You may, or may not, be aware that today – October 15 – is Global Handwashing Day (GHD). You may have missed the estimated 200 million people in 100 countries marking the importance of handwashing with soap; been blind to the dedicated Twitter campaign to get #iwashmyhands trending worldwide; or been otherwise distracted when the WASH community began pulling together excellent research, evidence and practical tools in support of handwashing activities worldwide. It’s all there, happening now, and Plan International is playing its part to spread the word.
You can probably sense there is a ‘but’ in the narrative that’s about to appear. And it’s this: despite the fact that the tremendous outreach and advocacy efforts highlighted above do make a tangible difference; despite knowing that handwashing alone significantly reduces neonatal mortality and hygiene promotion is one of the most cost-effective public health interventions, the stark reality is that hygiene behavior change is a long neglected and overlooked part of the WASH equation. Even within our own community of practice, handwashing with soap tends to be considered the poor relation to infrastructure initiatives for water and sanitation.
So far, so obvious for a sector which has had a long love-affair with water supply, and is only latterly recognizing and prioritizing sanitation and hygiene. Perhaps the cause of this institutional blindness is down to the subtle and, at times, complicated characteristics of our understanding about why and when handwashing approaches work. Let’s review some of the (surprising?) reasons for this, drawn from recent thinking and experience:
- The myth of health as a driver: behavior change such as handwashing with soap is about motives (not knowledge), and ‘health’ is generally not a prime motivator. Typical drivers for handwashing have been found to be affiliation with a group, disgust, comfort and the wish to nurture others. Some of the best messages found to work in one handwashing campaign were: ‘Is the person next to you washing their hands?” (affiliation) and “don’t take the loo with you” (disgust).
- Monitoring hygiene behavior needs multiple methods, including direct observation: Unless we monitor behavior change, and particularly change over the long-term, we cannot know the effectiveness nor sustainability of behavior change interventions. But measuring hygiene behavior is notoriously difficult. Studies have found high levels of reporting bias - for instance, if 90% people say they did wash hands with soap, verification studies indicate that actually only 5% had done so.
- Formative research on target groups is fundamental to planning and managing well-developed behavior change interventions. But formative research (which examines ‘why’ people behave the way they do, and what the best potential motivators might be to shift behavior) and the social science methods behind it are generally poorly understood by engineers, who tend to lead and direct WASH programs. Do we need a common language of engagement in the WASH sector?

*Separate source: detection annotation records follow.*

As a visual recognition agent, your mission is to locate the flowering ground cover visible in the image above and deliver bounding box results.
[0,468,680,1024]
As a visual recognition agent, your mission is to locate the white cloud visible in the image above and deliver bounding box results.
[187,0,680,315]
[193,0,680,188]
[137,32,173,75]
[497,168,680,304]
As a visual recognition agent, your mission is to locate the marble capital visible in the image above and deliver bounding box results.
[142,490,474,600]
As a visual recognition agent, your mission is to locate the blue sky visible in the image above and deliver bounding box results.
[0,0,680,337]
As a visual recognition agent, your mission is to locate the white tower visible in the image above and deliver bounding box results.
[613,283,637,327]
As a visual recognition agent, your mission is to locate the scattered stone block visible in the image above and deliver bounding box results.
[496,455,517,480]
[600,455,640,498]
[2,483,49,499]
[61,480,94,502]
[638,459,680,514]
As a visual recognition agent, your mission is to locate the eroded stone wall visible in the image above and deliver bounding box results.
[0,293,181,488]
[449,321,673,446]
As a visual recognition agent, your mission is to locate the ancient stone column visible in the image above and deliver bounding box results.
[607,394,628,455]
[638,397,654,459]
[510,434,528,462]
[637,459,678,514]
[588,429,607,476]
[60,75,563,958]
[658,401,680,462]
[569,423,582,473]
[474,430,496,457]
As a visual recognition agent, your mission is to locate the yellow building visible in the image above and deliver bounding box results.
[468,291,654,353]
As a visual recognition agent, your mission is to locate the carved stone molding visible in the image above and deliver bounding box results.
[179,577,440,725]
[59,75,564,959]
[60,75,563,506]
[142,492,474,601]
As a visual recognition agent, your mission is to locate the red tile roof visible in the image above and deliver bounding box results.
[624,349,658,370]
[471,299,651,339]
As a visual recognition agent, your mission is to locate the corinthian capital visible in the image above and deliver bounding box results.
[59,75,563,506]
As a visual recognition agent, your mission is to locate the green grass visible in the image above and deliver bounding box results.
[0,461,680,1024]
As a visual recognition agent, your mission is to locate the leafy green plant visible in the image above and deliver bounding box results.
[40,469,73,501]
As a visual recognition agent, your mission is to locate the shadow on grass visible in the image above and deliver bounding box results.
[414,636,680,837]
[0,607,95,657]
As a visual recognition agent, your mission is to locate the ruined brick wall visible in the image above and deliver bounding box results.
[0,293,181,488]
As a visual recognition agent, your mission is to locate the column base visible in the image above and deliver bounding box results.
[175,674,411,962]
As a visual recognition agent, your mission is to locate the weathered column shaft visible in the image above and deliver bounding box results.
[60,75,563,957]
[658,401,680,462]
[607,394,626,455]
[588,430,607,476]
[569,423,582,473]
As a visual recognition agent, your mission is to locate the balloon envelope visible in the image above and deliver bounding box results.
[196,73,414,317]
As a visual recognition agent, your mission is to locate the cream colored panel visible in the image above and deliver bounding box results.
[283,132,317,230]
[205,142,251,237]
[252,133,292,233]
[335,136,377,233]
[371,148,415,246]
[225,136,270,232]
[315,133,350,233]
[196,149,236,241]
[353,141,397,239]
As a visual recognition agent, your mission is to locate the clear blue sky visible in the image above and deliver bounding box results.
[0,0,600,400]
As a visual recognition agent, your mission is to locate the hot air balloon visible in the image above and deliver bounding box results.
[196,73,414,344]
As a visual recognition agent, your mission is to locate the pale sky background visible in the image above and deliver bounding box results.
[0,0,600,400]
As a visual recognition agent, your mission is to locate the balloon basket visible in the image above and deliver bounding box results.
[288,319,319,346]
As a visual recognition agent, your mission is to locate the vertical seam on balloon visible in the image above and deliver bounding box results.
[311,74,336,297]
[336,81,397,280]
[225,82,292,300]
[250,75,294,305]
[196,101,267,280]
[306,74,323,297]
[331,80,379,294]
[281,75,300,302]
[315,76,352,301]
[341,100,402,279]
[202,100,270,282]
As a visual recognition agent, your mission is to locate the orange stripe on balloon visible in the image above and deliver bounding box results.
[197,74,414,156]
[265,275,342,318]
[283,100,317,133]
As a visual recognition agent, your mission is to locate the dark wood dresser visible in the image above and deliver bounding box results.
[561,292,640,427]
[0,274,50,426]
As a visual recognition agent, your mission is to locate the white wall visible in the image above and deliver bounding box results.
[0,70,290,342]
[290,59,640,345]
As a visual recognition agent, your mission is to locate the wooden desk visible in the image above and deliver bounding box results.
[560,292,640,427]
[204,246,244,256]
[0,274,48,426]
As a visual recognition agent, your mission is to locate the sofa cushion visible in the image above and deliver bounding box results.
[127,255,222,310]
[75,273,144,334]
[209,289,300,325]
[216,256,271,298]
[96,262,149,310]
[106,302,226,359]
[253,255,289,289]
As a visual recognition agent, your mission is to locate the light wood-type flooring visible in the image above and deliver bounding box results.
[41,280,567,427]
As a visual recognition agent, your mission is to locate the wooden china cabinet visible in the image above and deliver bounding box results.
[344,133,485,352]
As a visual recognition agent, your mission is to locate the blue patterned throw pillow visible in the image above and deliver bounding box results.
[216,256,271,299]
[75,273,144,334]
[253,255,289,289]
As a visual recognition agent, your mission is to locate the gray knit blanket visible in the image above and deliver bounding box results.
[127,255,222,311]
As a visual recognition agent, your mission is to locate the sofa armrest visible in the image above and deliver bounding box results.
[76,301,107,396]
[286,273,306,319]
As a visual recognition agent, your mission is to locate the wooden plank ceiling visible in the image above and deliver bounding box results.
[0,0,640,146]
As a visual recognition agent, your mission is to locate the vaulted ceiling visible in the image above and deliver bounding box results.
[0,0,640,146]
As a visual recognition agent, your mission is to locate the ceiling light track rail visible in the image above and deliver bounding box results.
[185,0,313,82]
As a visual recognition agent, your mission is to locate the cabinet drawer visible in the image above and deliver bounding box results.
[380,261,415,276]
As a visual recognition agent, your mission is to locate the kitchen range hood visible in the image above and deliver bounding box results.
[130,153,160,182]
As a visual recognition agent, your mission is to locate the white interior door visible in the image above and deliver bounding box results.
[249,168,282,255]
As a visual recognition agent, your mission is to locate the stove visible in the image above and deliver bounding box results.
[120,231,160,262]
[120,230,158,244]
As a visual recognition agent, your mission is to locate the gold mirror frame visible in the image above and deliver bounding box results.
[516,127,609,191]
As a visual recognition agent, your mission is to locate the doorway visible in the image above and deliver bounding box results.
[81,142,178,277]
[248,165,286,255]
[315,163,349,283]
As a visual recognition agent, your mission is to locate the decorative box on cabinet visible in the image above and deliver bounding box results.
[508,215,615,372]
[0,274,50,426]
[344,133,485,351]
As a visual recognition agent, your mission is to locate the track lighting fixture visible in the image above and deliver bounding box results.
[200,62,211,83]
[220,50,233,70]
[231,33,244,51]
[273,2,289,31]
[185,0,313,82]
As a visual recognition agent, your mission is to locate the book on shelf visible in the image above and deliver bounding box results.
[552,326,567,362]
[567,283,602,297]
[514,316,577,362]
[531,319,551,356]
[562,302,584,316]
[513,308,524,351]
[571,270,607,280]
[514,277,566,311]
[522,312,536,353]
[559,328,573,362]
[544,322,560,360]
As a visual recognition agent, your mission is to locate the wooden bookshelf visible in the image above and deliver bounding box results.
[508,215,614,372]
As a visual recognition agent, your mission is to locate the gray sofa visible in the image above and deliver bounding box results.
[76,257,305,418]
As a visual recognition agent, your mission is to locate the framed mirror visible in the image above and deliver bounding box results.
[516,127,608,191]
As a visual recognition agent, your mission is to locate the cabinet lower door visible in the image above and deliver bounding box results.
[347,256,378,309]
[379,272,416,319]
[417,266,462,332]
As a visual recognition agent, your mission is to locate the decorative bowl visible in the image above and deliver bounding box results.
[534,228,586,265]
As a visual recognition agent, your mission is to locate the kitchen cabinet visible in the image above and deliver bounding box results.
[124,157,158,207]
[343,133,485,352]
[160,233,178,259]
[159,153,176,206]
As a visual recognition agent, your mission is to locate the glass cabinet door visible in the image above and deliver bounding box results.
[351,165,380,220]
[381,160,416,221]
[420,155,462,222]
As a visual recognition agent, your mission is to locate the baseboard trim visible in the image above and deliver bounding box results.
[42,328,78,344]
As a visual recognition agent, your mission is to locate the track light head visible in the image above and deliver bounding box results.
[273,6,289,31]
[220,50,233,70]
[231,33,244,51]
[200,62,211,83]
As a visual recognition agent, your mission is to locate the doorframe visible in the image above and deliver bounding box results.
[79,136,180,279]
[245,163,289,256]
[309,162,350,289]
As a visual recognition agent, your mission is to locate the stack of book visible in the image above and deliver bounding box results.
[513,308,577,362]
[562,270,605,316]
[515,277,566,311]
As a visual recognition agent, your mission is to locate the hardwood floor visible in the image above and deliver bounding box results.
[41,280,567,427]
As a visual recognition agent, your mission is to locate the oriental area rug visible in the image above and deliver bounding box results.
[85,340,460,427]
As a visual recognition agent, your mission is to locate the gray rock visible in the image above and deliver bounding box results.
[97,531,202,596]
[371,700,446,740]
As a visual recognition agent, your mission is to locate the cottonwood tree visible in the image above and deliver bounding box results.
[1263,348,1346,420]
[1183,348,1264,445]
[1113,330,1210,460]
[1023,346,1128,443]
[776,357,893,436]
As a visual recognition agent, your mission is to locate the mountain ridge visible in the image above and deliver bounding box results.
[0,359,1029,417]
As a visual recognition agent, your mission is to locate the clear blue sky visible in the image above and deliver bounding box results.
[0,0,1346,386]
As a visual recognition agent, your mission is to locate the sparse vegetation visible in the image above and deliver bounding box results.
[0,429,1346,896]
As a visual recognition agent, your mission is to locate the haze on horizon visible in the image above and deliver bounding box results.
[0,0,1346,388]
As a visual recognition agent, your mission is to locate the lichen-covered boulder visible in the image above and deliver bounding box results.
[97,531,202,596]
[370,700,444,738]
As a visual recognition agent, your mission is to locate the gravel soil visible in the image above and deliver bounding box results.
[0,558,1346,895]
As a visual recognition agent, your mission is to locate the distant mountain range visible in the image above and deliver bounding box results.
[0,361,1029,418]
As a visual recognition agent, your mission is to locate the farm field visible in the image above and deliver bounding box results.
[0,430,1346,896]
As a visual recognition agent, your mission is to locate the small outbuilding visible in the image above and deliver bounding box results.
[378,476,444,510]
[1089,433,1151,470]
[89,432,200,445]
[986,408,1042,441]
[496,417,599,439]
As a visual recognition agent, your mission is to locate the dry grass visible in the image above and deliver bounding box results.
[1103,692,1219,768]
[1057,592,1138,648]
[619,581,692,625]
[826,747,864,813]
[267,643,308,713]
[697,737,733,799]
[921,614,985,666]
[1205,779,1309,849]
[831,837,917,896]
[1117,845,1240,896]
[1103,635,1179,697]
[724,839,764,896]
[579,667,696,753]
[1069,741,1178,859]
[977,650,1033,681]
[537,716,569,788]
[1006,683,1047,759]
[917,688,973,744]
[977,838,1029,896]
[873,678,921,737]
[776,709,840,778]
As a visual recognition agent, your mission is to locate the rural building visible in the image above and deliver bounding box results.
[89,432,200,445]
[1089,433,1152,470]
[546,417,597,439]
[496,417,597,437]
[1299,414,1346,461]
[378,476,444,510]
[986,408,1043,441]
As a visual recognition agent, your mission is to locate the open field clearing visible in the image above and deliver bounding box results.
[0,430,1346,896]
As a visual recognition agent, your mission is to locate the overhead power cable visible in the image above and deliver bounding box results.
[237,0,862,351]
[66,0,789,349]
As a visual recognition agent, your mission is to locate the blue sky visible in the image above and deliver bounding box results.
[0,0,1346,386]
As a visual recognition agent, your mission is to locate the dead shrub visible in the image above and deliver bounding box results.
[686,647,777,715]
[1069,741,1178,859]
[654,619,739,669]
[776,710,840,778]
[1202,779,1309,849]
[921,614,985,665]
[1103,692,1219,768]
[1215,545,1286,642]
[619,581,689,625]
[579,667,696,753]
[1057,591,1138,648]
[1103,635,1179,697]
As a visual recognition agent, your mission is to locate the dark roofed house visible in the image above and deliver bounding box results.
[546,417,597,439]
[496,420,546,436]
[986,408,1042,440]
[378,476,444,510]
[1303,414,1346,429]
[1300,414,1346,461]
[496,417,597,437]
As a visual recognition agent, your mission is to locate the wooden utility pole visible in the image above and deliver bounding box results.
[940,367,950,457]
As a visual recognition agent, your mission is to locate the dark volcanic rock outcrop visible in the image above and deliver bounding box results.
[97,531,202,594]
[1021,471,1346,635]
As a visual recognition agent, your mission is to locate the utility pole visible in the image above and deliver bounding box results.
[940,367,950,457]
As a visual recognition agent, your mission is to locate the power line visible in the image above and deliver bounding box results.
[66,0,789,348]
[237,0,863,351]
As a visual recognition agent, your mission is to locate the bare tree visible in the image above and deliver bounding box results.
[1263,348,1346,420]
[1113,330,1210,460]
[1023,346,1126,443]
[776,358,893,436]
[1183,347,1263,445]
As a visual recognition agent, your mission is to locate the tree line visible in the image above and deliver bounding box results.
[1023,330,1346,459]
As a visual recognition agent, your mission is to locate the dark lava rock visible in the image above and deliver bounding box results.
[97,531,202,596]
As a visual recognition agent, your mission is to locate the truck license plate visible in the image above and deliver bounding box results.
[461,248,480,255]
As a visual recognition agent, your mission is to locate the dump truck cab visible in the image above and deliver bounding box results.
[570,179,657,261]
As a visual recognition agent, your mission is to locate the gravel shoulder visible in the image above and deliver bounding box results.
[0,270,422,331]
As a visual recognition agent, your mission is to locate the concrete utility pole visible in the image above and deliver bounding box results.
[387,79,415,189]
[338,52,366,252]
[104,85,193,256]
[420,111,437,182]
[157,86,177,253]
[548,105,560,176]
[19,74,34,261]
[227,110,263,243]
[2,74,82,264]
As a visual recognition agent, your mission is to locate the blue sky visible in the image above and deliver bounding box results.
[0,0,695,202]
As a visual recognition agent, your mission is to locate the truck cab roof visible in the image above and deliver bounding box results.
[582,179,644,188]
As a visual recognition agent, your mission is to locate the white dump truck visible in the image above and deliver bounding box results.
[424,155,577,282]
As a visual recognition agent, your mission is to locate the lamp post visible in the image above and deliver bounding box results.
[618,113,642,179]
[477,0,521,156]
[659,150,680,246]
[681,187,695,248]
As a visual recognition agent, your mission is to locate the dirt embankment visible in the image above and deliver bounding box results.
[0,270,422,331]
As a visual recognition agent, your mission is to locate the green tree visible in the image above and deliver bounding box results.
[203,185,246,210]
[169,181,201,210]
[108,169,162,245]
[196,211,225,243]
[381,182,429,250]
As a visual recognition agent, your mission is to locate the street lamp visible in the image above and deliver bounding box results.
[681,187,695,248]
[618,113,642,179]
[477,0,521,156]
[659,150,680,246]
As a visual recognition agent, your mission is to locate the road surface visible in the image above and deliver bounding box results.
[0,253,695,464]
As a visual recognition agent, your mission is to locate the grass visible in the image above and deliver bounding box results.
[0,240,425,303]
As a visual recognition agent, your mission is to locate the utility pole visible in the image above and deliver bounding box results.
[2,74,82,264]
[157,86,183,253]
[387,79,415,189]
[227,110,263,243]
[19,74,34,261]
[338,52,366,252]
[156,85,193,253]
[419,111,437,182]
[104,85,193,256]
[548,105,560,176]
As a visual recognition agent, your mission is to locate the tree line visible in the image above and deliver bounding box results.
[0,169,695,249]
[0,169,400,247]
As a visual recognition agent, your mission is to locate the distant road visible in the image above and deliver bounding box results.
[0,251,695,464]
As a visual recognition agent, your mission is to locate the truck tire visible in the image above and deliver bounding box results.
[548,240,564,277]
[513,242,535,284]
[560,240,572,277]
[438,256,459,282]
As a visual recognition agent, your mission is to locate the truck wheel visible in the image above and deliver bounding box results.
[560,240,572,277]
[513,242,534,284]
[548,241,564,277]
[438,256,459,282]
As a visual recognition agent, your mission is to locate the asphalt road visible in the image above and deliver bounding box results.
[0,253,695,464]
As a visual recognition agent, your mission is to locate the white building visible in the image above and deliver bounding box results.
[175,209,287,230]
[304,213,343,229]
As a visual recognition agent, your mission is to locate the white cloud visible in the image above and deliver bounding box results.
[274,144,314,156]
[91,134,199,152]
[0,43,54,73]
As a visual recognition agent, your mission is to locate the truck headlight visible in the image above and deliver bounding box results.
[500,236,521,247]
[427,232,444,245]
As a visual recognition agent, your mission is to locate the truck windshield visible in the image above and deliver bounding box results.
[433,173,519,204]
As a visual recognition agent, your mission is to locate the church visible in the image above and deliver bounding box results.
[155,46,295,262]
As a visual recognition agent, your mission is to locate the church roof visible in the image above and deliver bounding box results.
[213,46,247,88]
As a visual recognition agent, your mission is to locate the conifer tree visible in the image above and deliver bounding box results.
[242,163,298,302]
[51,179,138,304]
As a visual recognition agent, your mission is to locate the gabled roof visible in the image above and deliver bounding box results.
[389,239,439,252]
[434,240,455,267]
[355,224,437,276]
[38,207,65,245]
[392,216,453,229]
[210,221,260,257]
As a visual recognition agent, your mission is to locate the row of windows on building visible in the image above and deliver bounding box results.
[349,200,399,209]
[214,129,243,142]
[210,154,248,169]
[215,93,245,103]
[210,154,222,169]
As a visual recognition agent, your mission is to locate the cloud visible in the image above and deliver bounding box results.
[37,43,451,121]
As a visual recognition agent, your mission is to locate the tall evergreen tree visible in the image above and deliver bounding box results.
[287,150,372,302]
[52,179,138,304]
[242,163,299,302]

So what can be done? What are the preconditions for getting a bigger and better ‘bang for our buck’ when promoting handwashing? In June of this year, Plan International USA participated at a think tank meeting of the Global Public Private Partnership for Handwashing (PPHW). The Partnership brought together leading organizations (NGOs, academics, donors, private sector and the United Nations) who focus on handwashing and children’s health. The not-so-well distributed outcomes from this meeting are worth repeating here (and often). It’s a mix of lessons learned and focus for our collective energy and institutional investments. If we can address these parts of the equation in the next few years, especially as we move towards the Sustainable Development Goals after 2015, we have a much better chance of making an impact with our work:
- Promote fewer critical times for handwashing for greater impact. Keep it simple: 1. after faeces: after using latrine or cleaning baby, and 2. before food: before eating or preparing food. Perhaps we need a ‘critical times’ ladder: start with one or two critical times and expand from there. Timing messaging to teachable moments like school enrollment, pregnancy, vaccinations, etc. may further present opportunities for handwashing messages.
- Difficult to get the same level of health impacts from handwashing at-scale programs. At-scale handwashing behavior change programs have struggled to get the same level of impact as those seen in small-scale, highly-controlled trials/programs. Integration of handwashing behavior change into sanitation, nutrition, school and other large-scale programs may be effective at reaching scalable operation.
- How do we make handwashing a habit and a social norm? Here, we have to do a better job to learn from private sectors’ skill in creating habit.
There are no prescriptions for success in the above list, just our best and most informed thinking. So, time for me to get off my own soapbox and put into practice this agenda for change. It starts for me this week, as I work with our WASH advisers and Plan colleagues in our Asia region focusing on their recent and best experiences in WASH, and is followed by a few days with our Plan Cambodia office, where we are implementing large scale behavior change programs in rural communities.